One of the beneficiaries, the Rocky Mountain Institute (RMI), which is dedicated to research on sustainability initiatives, received $10 million from Bezos’s fund. RMI’s project will go into developing carbon-free buildings to help reduce greenhouse gas emissions from commercial and residential buildings.
The Environmental Protection Agency (EPA) estimates that within the U.S., the building sector accounts for about 48 percent of yearly greenhouse gas emissions.
"Addressing the climate crisis can start with the places we hold most dear— the buildings where we live and work—while also decarbonizing the way we produce and transport the materials that are the foundation of those buildings, as well as the backbone of our global economy, like steel and cement," said RMI CEO Jules Kortenhorst in a press release. "The Bezos Earth Fund commitment is an important catalyst to accelerating the impact needed to reduce GHG emissions by 50% by 2030."

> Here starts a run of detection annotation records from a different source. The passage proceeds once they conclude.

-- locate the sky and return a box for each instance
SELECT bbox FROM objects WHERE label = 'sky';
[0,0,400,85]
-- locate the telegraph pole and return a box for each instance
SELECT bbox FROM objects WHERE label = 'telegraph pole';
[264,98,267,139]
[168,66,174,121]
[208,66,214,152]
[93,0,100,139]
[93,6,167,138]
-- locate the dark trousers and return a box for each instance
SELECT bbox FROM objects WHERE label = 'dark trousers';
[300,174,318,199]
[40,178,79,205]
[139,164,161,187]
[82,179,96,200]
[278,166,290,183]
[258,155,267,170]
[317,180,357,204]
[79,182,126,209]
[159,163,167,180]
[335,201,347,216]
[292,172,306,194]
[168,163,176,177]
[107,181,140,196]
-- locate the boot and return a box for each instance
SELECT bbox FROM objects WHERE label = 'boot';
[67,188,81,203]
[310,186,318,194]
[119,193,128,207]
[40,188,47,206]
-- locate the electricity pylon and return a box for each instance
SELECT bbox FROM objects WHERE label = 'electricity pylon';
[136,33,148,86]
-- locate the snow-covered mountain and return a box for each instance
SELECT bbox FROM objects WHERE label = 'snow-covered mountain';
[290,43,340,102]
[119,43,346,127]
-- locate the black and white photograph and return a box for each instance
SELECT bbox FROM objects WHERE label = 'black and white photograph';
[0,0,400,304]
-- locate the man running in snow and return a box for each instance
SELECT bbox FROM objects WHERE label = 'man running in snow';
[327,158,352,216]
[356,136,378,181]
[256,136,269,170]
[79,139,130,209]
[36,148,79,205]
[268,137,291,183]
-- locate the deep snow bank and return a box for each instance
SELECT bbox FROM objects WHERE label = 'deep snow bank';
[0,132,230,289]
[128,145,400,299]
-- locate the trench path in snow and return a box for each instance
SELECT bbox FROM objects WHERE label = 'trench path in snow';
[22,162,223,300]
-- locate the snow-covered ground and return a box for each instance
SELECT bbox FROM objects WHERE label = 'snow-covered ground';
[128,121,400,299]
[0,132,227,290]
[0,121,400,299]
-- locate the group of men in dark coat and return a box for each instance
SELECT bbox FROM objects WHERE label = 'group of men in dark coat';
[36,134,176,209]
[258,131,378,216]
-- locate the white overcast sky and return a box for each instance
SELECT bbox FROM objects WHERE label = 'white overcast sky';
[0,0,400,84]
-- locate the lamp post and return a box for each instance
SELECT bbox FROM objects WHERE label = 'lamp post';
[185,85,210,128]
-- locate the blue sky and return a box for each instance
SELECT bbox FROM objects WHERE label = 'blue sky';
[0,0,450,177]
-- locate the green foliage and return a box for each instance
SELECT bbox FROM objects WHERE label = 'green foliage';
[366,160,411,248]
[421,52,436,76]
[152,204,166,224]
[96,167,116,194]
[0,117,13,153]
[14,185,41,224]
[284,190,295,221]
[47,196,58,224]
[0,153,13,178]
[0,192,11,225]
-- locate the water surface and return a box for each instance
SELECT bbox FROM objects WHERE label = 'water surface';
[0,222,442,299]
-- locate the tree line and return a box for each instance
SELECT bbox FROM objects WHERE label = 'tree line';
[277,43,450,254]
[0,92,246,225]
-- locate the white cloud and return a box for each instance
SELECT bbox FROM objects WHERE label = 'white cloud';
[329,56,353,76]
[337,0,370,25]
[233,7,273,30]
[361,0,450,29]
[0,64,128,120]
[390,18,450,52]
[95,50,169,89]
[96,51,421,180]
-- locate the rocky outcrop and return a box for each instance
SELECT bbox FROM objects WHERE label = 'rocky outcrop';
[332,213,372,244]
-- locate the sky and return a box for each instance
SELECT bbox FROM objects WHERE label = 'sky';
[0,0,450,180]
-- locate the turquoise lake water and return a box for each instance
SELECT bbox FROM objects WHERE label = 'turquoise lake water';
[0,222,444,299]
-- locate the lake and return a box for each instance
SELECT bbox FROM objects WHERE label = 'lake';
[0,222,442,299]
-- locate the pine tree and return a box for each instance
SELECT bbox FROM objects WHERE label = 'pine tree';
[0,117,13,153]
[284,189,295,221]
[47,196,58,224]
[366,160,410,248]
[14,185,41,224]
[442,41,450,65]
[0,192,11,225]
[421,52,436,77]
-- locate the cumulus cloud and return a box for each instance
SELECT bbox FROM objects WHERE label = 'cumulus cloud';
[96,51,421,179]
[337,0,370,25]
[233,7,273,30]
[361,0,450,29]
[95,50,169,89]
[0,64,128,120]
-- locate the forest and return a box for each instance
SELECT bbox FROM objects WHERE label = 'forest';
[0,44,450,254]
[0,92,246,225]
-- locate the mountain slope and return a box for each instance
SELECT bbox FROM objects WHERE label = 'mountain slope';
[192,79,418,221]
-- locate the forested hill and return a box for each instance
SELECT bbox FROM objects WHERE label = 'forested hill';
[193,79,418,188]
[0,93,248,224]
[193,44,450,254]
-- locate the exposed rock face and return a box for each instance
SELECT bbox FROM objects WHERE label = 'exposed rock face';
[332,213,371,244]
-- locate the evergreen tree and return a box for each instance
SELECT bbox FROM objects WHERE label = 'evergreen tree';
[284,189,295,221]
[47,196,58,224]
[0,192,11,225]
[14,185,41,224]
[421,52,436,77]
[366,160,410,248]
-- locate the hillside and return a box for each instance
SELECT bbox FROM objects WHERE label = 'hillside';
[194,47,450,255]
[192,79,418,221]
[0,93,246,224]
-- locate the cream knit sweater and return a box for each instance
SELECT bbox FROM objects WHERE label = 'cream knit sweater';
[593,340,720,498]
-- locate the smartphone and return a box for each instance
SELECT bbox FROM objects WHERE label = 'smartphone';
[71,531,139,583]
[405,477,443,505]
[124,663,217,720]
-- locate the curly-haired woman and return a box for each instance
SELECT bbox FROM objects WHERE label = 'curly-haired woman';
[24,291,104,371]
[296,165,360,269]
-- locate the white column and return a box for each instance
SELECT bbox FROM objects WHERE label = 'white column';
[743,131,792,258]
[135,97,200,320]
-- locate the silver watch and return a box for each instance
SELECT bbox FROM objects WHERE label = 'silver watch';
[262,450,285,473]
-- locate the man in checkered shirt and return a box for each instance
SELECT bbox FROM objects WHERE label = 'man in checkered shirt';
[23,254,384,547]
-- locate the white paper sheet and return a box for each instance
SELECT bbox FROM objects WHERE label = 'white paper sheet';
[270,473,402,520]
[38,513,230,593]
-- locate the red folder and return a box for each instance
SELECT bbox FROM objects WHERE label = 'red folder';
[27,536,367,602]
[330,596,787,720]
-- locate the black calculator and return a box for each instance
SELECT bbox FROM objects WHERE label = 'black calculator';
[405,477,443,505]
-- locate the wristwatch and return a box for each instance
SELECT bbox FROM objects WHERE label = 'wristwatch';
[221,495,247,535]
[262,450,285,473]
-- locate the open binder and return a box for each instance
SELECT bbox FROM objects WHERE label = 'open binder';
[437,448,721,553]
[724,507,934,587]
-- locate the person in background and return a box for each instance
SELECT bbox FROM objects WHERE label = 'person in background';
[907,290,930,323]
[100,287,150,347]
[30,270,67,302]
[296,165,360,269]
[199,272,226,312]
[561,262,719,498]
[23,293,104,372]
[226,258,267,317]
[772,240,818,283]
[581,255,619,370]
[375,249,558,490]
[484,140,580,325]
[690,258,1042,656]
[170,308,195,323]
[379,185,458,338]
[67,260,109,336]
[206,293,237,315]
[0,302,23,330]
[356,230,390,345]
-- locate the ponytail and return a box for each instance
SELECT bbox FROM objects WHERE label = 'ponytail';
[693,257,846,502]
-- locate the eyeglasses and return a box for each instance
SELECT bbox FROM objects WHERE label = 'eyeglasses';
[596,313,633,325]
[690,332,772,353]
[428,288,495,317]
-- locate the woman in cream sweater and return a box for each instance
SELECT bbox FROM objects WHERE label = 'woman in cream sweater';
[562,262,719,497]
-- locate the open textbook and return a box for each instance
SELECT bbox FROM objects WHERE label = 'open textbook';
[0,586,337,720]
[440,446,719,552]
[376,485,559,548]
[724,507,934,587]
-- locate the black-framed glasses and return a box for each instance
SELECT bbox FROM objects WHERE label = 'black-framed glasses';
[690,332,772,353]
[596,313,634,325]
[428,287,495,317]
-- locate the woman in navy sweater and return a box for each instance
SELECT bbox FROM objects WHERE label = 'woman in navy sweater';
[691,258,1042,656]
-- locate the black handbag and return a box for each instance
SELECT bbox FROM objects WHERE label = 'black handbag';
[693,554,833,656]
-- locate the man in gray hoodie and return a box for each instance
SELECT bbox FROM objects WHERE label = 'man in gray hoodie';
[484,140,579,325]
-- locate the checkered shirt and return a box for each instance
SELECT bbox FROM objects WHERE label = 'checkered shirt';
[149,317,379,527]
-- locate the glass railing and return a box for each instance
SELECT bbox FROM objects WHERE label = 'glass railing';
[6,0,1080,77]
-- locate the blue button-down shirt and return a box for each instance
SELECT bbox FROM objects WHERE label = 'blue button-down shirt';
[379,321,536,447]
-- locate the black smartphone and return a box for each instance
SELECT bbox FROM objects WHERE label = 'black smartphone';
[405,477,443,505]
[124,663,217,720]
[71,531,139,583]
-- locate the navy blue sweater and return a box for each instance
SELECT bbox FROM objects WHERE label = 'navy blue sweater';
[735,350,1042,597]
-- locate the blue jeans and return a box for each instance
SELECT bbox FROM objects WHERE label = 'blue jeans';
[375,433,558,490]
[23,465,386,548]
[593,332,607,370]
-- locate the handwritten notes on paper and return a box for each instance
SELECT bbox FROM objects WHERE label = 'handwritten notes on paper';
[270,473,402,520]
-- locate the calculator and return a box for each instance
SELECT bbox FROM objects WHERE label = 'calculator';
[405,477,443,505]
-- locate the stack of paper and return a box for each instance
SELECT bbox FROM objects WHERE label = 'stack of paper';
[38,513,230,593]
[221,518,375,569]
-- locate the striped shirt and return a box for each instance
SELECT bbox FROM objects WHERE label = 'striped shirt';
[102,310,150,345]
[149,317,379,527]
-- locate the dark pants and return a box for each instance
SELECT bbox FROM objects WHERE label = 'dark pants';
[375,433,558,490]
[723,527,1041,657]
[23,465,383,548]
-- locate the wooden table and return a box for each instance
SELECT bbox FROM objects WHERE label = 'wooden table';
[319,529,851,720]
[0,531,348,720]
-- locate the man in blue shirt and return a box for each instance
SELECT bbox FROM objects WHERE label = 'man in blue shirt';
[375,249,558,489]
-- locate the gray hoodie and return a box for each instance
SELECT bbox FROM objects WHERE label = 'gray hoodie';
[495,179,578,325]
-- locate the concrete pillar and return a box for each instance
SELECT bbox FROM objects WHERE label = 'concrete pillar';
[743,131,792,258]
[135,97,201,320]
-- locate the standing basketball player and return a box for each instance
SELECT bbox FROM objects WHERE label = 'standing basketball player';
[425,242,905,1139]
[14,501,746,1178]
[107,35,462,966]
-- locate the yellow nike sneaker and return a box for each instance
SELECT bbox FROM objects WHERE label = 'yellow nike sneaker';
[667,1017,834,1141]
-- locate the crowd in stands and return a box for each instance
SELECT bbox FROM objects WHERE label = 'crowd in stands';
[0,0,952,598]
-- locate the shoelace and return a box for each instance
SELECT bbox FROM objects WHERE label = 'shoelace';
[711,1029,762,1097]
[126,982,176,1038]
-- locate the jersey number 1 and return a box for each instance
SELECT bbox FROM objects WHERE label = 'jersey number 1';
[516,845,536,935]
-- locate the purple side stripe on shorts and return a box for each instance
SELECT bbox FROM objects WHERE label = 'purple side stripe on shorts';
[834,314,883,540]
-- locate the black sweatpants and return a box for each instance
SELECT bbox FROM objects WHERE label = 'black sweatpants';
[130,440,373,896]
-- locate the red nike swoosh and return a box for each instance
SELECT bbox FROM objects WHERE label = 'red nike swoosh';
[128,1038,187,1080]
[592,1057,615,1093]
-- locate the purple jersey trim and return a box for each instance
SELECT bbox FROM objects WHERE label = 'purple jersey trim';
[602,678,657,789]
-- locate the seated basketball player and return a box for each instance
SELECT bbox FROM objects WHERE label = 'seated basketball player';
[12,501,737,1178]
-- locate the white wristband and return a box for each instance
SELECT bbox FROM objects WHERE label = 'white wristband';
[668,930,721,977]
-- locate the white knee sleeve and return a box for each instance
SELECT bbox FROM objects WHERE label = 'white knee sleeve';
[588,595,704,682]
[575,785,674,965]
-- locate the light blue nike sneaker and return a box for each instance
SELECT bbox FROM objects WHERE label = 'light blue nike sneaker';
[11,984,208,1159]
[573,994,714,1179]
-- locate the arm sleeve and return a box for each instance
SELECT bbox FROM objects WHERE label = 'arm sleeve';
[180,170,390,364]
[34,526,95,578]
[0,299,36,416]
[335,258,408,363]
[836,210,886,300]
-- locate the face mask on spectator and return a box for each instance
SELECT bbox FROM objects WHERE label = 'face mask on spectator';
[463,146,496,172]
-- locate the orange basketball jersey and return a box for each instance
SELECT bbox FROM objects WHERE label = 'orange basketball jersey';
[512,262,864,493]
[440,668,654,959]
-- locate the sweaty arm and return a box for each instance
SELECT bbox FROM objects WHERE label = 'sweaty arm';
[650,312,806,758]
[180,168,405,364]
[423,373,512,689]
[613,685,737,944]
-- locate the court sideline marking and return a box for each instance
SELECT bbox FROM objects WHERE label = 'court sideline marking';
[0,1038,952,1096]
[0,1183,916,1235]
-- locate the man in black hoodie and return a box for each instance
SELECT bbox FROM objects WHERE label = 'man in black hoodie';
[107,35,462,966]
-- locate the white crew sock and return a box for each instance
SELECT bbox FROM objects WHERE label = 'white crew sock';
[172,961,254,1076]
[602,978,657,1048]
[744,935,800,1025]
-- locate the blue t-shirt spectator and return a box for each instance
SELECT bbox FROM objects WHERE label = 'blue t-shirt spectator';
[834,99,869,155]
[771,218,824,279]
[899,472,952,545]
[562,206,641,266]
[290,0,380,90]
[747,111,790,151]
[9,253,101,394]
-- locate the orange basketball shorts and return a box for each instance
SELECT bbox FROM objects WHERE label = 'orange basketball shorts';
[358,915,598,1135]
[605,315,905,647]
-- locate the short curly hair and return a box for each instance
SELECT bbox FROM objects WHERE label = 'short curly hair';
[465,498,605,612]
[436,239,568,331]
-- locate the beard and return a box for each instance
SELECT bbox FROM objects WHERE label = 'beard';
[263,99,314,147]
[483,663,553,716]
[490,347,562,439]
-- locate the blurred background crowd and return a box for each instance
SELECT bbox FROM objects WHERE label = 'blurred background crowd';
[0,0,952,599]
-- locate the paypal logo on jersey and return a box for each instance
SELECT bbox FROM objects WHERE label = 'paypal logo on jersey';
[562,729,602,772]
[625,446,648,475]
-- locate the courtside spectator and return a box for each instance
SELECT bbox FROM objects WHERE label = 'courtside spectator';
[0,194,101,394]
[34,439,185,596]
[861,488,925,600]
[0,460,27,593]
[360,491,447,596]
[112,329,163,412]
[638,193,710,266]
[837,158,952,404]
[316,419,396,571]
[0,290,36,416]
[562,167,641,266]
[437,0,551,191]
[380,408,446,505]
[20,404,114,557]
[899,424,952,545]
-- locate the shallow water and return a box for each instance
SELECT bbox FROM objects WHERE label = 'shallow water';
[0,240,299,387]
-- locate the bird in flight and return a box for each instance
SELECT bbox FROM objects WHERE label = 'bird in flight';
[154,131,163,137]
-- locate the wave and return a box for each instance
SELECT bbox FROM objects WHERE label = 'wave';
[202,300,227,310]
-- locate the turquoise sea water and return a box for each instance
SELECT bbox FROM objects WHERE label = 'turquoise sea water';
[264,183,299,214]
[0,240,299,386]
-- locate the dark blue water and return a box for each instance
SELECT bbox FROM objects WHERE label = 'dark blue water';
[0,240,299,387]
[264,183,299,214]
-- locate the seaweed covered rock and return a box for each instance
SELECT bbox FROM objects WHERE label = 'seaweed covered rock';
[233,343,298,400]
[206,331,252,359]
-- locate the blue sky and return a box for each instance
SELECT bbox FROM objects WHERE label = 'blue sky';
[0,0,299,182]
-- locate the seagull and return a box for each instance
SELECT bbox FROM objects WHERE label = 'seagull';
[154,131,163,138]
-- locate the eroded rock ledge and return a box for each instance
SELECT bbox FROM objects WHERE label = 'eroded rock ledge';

Speaking to The Washington Post, President Fred Krupp of the Environmental Defense Fund spoke highly of Bezos’s efforts to better understand the climate crisis and how to efficiently allocate grants.
“He asked a lot of questions. It was very clear that he had already learned a lot about climate change and was very knowledgeable,” Krupp said. “He had studied the issue, and he was very focused on having the biggest impact he could with his contribution.”
The Environmental Defense Fund reportedly received $100 million from Bezos. The money will be allocated over three years, with most of it going toward funding a satellite that will monitor methane emissions from space.
“Solving the climate crisis requires investment in a wide set of solutions,” Krupp added. “The obstacle isn’t finding solutions, it is securing the funding to scale solutions quickly. Our hope is that this gift encourages other philanthropists to support climate solutions on the scale needed.”